Santa Fe Institute, Santa Fe NM

Investigators

Abstract

The Santa Fe Institute (SFI) will host the Harold Morowitz Symposium in August 2017. This Symposium will honor the long career of a major figure in the origin of the fields of biophysics and genetics, who also played a significant role in science policy. The two-day Symposium will be divided into two separate sections: first an opportunity for personal recollections of Morowitz's contributions and influences on the participants and second, a focus on a selection of major areas where Morowitz started new fields or made major contributions: genetics, biophysics; and science policy. Morowitz was a leading figure in shaping not only the scientific but also the popular understanding of the geochemical origins of life on Earth. He was a good communicator of science at the popular level and his work resulted in many nontechnical articles and a permanent exhibit on the origin of life at the New Mexico Museum of Natural History and Science. The proposed Symposium will include participants from diverse community of fields, genders and career stages. The results of the event will be published in one of SFI's Intelligence Reports disseminated to a wide variety of readers including those in academia, business and the general public Morowitz's early academic research and writing often dealt with thermodynamic themes and the pervasive roles of physical principles in biology. Increasingly throughout his career, he turned from searches for minimal life forms to more and more comprehensive attempts to frame the nature and origin of life. Starting in the late 1960s and continuing through the end of his life, Morowitz was a leading figure in shaping the scientific understanding of the geochemical origins of life on Earth.

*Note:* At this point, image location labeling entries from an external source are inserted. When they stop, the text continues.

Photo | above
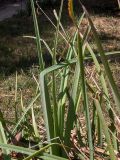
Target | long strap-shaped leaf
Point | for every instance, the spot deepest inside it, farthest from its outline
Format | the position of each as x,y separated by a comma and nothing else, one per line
85,97
41,65
105,62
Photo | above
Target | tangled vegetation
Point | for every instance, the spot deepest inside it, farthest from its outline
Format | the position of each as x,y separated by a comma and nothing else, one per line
80,111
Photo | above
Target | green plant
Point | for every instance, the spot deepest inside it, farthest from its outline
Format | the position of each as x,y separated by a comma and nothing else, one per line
70,95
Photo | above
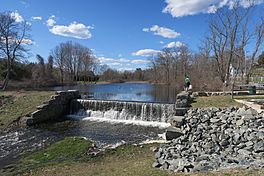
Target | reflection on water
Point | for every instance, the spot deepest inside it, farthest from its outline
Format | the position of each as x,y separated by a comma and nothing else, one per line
126,91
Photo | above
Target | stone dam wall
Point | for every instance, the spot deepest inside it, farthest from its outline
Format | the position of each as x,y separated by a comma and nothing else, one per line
52,110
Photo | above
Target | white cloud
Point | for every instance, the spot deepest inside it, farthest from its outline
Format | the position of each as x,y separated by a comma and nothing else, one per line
51,21
174,44
27,42
12,40
36,18
112,60
17,17
162,31
75,30
180,8
146,52
139,61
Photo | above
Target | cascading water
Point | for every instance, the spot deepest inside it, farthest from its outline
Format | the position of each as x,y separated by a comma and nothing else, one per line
123,111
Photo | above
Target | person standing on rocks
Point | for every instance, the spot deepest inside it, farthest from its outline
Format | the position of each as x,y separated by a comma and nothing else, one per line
187,83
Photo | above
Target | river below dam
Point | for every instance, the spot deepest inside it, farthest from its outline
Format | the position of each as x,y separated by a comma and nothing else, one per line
141,119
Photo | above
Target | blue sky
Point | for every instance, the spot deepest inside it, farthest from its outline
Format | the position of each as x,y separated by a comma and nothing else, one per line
122,33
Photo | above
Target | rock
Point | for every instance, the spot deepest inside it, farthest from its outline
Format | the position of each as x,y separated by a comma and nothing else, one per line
259,147
215,120
177,121
154,149
239,122
181,111
214,139
172,133
156,164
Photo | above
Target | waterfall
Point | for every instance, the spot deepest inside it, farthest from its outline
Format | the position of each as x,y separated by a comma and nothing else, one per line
121,110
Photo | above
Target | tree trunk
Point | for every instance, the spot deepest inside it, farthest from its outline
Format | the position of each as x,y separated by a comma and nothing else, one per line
4,86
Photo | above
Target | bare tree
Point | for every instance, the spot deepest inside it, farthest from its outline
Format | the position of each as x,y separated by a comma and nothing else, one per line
13,37
74,61
229,37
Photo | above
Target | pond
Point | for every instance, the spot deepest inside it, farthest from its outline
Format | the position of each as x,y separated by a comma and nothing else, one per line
143,92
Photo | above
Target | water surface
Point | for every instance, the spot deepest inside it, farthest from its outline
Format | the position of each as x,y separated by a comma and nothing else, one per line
144,92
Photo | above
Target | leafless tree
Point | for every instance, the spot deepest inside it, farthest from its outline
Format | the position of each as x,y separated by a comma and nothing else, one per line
73,60
229,37
13,38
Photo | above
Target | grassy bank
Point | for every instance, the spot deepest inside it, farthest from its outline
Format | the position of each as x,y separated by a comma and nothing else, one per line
73,156
18,103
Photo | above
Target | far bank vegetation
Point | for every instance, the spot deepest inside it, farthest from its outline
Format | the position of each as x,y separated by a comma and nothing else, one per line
229,54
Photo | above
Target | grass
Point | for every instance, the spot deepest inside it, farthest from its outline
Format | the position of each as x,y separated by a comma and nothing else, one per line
67,150
126,160
214,101
20,103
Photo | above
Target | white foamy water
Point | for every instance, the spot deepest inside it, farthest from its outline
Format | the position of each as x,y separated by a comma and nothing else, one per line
111,117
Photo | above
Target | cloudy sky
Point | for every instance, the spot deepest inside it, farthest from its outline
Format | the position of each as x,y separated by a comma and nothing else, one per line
121,33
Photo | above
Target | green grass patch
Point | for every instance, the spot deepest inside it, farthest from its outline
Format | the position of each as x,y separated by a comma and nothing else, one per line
127,160
20,103
214,101
68,149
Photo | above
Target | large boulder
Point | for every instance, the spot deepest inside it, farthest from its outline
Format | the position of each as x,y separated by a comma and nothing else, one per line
172,133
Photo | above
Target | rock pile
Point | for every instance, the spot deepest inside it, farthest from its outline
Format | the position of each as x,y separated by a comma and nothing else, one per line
215,139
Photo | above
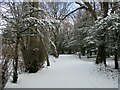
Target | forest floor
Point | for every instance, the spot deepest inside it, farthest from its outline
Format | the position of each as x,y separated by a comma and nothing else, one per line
68,71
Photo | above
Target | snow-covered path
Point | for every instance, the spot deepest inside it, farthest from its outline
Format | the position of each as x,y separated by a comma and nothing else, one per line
68,71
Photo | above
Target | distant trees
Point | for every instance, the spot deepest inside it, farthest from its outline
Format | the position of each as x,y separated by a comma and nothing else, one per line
111,25
27,35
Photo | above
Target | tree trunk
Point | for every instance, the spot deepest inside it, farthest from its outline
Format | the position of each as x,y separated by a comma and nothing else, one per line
116,59
101,55
15,62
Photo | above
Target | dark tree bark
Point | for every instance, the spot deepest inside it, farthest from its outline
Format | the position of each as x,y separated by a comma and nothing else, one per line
15,62
116,59
101,56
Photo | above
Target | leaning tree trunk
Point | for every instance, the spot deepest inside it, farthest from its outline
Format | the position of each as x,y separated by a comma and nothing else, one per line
35,48
15,61
116,59
101,56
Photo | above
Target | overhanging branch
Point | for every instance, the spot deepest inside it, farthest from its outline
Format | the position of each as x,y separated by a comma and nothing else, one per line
82,7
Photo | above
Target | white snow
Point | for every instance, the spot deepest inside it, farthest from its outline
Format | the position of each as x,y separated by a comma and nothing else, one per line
68,71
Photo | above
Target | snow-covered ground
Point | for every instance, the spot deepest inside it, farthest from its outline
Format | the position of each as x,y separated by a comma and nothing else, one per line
68,71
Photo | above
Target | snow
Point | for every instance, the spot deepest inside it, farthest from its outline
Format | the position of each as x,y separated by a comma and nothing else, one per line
68,71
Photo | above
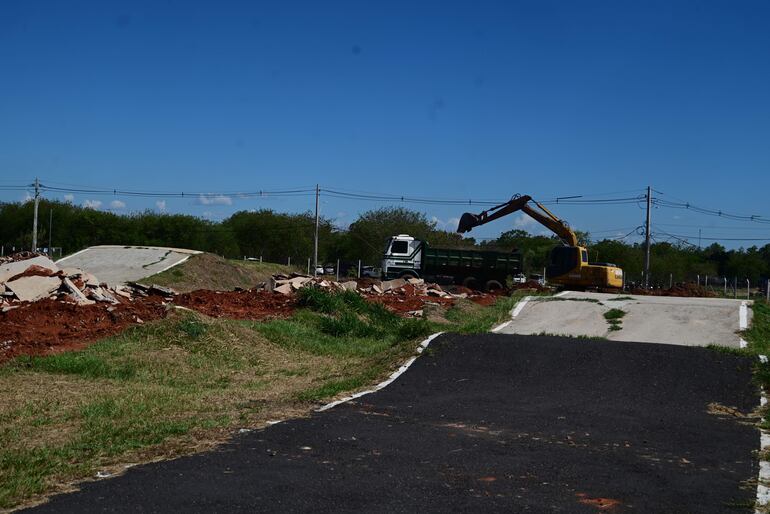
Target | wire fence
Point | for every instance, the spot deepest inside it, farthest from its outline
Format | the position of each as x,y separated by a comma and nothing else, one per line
701,285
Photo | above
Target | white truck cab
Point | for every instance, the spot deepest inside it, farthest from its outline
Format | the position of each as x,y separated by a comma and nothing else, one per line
402,255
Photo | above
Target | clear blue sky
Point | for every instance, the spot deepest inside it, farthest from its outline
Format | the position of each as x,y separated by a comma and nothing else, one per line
439,99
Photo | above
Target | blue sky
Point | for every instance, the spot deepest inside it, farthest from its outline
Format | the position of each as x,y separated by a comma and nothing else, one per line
435,99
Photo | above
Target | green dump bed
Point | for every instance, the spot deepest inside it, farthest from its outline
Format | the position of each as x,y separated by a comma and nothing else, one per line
463,264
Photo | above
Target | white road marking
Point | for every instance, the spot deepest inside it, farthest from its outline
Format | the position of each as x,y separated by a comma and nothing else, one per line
763,482
520,306
743,322
389,380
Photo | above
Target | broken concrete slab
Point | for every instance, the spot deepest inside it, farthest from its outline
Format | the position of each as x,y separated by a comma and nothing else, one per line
11,269
29,289
76,293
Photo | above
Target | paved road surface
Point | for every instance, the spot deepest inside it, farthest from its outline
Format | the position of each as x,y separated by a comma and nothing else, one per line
489,423
120,264
648,319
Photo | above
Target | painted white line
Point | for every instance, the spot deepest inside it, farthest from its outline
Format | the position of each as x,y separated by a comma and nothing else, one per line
743,316
520,306
501,326
763,482
69,256
743,322
386,382
172,265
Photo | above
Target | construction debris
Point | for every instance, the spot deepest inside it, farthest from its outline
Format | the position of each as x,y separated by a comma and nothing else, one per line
38,277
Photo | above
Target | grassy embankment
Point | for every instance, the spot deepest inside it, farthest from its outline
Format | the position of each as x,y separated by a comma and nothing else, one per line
209,271
184,383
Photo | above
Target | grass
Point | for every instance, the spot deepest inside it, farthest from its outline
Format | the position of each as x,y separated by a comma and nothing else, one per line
615,319
184,383
208,271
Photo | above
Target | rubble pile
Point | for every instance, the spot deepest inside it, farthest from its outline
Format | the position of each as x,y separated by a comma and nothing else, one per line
37,278
404,296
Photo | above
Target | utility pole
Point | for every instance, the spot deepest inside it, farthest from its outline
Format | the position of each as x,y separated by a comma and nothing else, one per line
315,242
647,240
34,219
50,231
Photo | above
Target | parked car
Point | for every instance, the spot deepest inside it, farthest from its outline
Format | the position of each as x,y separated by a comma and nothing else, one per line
519,278
371,272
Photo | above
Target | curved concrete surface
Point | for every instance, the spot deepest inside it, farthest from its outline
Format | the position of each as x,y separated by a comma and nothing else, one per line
119,264
648,319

In particular, his writings played a significant role in elaborating one of two frameworks that has become important for understanding life's origins: known as "metabolism first", this view tries to anchor specific, universal features of biochemistry in geochemical constraints, as a precursor and foundation for the later information-dominated view termed the "RNA world". This project is jointly cofounded by the Molecular Biophysics Program in the Division of Molecular and Cellular Biosciences and the Physics of Living System in the Division of Physics.